Nach Angaben von Armonaite wird die Investition von Rheinmetall die bislang größte Investition im Rüstungsbereich und einer der größten in der Geschichte Litauens sein. «Dies wird unserer Industrie, unserer Wirtschaft und der Sicherheit unserer Region Auftrieb geben», sagte sie bei der live im litauischen Fernsehen übertragenen Zeremonie. «Wir sind bereit, weiter mit dem Unternehmen zusammenzuarbeiten, um sicherzustellen, dass diese Erfolgsgeschichte schnell vorangeht.» Die Gespräche über ein Investitionsabkommen sollen demnach bald beginnen.
Verteidigungsminister Kasciunas betonte, die Produktion von Munition im Land sei einer der Lehren des Krieges in der Ukraine. «Die Unabhängigkeit von globalen Lieferketten und die Produktion hier in Litauen sind ein integraler Bestandteil der nationalen Sicherheit und Verteidigung», sagte er.

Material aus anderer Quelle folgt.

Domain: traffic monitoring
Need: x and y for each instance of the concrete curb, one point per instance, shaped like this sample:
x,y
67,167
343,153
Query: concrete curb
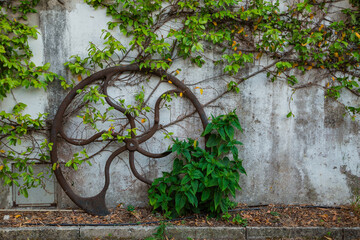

Rheinmetall hatte zuvor Mitte März auf der Bilanzpressekonferenz für 2023 Pläne für den Aufbau eines Werks zur Artillerieproduktion in Litauen bestätigt. Dort soll künftig auch eine gepanzerte Brigade der Bundeswehr fest stationiert sein.
Rheinmetall betreibt in Litauen seit Sommer 2022 gemeinsam mit der Rüstungsfirma Krauss-Maffei Wegmann (KMW) ein Wartungszentrum. Dort werden die Gefechtsfahrzeuge der in Baltikum stationieren Nato-Kampfverbände und die von Deutschland an die Ukraine abgegebenen Leopard-2-Kampfpanzer gewartet.